In recent years a new term has entered the vocabulary of cybersecurity experts: Ransomware. Wikipedia says: “Ransomware is computer malware that installs covertly on a victim’s computer, executes a cryptovirology attack that adversely affects it, and demands a ransom payment to restore it.” This basically means a computer system is attacked, the user files are encrypted, and the user must pay a fee to regain access to their critical files. While there is a long history of minor attempts by hackers to create this type of malware, the most well known version of this type of malware is known as “Cryptolocker“, that was released in late 2013.
Most ransomware attacks were opportunistic and targeted at individual computers, but recently there has been a change in the threat landscape to target entire organizations. The ransom demands have also transitioned from the equivalent of a few hundred dollars for an individual to millions of dollars for an entire organization.

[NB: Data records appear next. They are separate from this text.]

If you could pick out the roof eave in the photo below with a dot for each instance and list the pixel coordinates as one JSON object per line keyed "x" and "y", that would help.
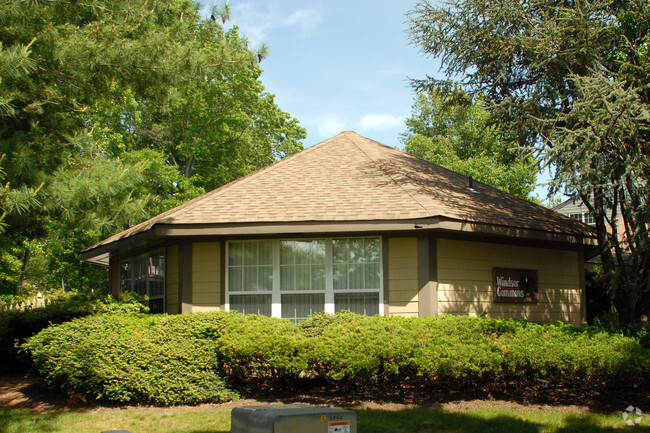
{"x": 100, "y": 255}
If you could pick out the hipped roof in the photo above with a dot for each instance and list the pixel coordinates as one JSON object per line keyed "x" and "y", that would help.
{"x": 350, "y": 179}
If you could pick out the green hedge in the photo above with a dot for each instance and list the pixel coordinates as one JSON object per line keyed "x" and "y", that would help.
{"x": 16, "y": 326}
{"x": 187, "y": 359}
{"x": 152, "y": 359}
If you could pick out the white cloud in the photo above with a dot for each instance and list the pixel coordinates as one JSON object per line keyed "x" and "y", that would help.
{"x": 305, "y": 19}
{"x": 257, "y": 23}
{"x": 329, "y": 125}
{"x": 380, "y": 121}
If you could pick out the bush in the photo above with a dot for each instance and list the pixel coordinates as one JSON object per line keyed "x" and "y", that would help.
{"x": 261, "y": 351}
{"x": 16, "y": 326}
{"x": 193, "y": 358}
{"x": 151, "y": 359}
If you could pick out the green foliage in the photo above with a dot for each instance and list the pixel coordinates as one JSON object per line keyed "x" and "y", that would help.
{"x": 114, "y": 111}
{"x": 460, "y": 134}
{"x": 192, "y": 358}
{"x": 256, "y": 350}
{"x": 133, "y": 358}
{"x": 16, "y": 326}
{"x": 571, "y": 80}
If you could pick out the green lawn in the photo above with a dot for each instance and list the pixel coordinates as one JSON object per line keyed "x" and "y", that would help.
{"x": 196, "y": 420}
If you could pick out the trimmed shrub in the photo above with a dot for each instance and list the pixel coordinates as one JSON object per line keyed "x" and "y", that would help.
{"x": 151, "y": 359}
{"x": 16, "y": 326}
{"x": 260, "y": 350}
{"x": 199, "y": 357}
{"x": 358, "y": 351}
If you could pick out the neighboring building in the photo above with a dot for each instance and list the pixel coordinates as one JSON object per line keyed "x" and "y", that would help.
{"x": 352, "y": 224}
{"x": 575, "y": 208}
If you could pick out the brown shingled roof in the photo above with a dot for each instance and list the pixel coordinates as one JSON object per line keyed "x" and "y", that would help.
{"x": 350, "y": 178}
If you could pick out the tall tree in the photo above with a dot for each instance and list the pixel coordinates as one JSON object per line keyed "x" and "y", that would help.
{"x": 459, "y": 133}
{"x": 123, "y": 103}
{"x": 571, "y": 79}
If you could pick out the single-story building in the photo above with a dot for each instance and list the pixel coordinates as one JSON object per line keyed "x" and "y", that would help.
{"x": 351, "y": 224}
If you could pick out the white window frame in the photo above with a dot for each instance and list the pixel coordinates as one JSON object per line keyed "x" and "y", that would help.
{"x": 159, "y": 271}
{"x": 276, "y": 293}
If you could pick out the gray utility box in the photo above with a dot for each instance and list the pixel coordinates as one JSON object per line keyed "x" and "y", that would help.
{"x": 292, "y": 419}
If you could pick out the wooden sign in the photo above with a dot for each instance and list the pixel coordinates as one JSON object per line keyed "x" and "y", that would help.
{"x": 515, "y": 285}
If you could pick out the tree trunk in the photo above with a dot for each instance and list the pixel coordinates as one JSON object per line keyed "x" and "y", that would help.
{"x": 25, "y": 259}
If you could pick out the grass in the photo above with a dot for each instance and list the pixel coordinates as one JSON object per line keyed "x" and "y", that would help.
{"x": 196, "y": 420}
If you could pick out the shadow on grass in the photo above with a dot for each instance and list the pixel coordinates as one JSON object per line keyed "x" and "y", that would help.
{"x": 423, "y": 421}
{"x": 19, "y": 420}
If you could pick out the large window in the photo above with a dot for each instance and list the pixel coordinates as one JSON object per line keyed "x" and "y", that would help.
{"x": 294, "y": 279}
{"x": 145, "y": 275}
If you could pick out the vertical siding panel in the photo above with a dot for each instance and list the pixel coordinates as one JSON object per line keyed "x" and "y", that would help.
{"x": 403, "y": 277}
{"x": 171, "y": 279}
{"x": 206, "y": 276}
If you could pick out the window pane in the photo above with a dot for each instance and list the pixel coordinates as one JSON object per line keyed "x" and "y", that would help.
{"x": 250, "y": 266}
{"x": 302, "y": 265}
{"x": 357, "y": 264}
{"x": 360, "y": 303}
{"x": 235, "y": 279}
{"x": 300, "y": 307}
{"x": 235, "y": 253}
{"x": 140, "y": 276}
{"x": 372, "y": 276}
{"x": 126, "y": 276}
{"x": 251, "y": 304}
{"x": 156, "y": 274}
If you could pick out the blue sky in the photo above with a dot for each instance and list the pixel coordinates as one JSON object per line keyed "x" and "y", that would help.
{"x": 337, "y": 65}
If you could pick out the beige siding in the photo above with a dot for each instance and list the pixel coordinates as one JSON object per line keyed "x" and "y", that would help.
{"x": 171, "y": 276}
{"x": 465, "y": 281}
{"x": 114, "y": 266}
{"x": 403, "y": 277}
{"x": 206, "y": 276}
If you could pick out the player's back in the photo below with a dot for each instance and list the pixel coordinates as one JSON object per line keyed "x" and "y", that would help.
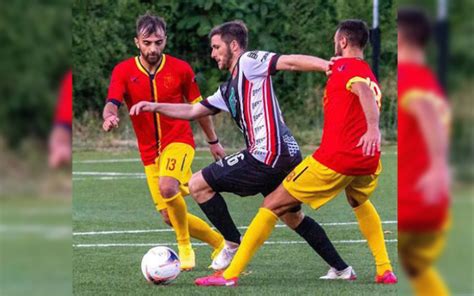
{"x": 344, "y": 119}
{"x": 417, "y": 82}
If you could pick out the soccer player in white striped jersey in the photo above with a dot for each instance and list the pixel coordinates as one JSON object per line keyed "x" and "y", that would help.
{"x": 271, "y": 152}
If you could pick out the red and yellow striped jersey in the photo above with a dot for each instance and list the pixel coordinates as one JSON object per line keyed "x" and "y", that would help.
{"x": 173, "y": 82}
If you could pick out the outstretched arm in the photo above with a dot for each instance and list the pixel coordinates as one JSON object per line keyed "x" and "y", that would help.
{"x": 371, "y": 140}
{"x": 180, "y": 111}
{"x": 110, "y": 117}
{"x": 299, "y": 62}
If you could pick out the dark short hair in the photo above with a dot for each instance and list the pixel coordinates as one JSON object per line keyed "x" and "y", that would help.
{"x": 234, "y": 30}
{"x": 356, "y": 32}
{"x": 414, "y": 25}
{"x": 149, "y": 24}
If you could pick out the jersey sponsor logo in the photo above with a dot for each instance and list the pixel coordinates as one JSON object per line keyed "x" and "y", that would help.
{"x": 259, "y": 128}
{"x": 232, "y": 102}
{"x": 257, "y": 116}
{"x": 255, "y": 104}
{"x": 256, "y": 91}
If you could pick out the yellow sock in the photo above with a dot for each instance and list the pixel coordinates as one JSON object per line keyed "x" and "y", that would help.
{"x": 257, "y": 233}
{"x": 177, "y": 212}
{"x": 200, "y": 230}
{"x": 371, "y": 227}
{"x": 429, "y": 283}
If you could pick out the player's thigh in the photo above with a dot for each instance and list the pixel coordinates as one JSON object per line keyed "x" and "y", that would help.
{"x": 153, "y": 180}
{"x": 314, "y": 184}
{"x": 362, "y": 187}
{"x": 419, "y": 250}
{"x": 238, "y": 173}
{"x": 175, "y": 162}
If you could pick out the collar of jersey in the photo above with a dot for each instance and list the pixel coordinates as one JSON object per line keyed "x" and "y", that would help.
{"x": 144, "y": 70}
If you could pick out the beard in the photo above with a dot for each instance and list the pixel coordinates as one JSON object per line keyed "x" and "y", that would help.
{"x": 151, "y": 59}
{"x": 226, "y": 60}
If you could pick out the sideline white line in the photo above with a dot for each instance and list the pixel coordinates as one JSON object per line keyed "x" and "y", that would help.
{"x": 170, "y": 230}
{"x": 204, "y": 244}
{"x": 113, "y": 160}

The impact of a successful ransomware attack are more extensive than just the cost of the ransom. Your organization can suffer the impact of lost productivity, inconvenience to your customers, decreased sales, and even the permanent loss of essential data.
Tips on preventing this type of infection in your organization:
- Planning – Aggressively patch all systems to prevent known vulnerabilities. All endpoints should also be protected with anti-malware and anti-virus software to automatically detect and respond to any infection attempts. This should also include user training to help users understand how infections are executed, what they can do to minimize the risk of attack, and who they should contact if they have concerns or questions. All user files should be backed up to another location that can’t be accessed by the malware. You want to minimize data loss in the event of a successful attack.
- Active Detection – You can minimize the damage from an attack if you are monitoring your enterprise systems and are alerted to the attack as quickly as possible. Threat intelligence software should be used to block suspicious software and alert you to a possible attack. This includes screening email attachments and embedded links, blocking access to known internet malware sites, and security rules to block common malware folders on endpoints to help spot infections before the files are encrypted.
- Isolation – Even if malware slips through your defenses and an infection occurs on one device, you need to have procedures in place to isolate the infected system and limit the exposure of the remaining endpoints. To help prevent additional files on the network from being encrypted the infected device must be isolated from the network.
- Counterattack – During a ransomware incident, once it has been contained you must eradicate it by using effective counterattack procedures. First replace infected devices and format the compromised hard drives. If you have been effective at the previous steps, you can recover user files from your backups and nothing was lost on the device. By formatting the hard drives you make sure the infection is removed from the device, without the need to worry about residual or hidden files. If you have a network infection, the infection can be much more difficult to contain and cleanup will be much more time consuming. A good relationship wth your anti-malware vendor is essential to make sure they help you with any possible infection, even one from an infection they haven’t seen before.
- Resolution – The best way to recover from an attack is having backups of all your important files. Once user systems have been cleaned and files have been restored, the last step is reviewing what went well and what still needs some more work. Was the infection caused by a user bypassing a security control? Was your anti-malware software ineffective? Are there required changes to your procedures or training that would have made your response faster or more effective?
Never be satisfied with “good enough” security, and look for ways to improve your response times, better educate your users, and provide a safer overall environment for your business. Your level of success against a ransomware attack is largely dependent on you and how seriously you prepare for the possibility of a malware attack.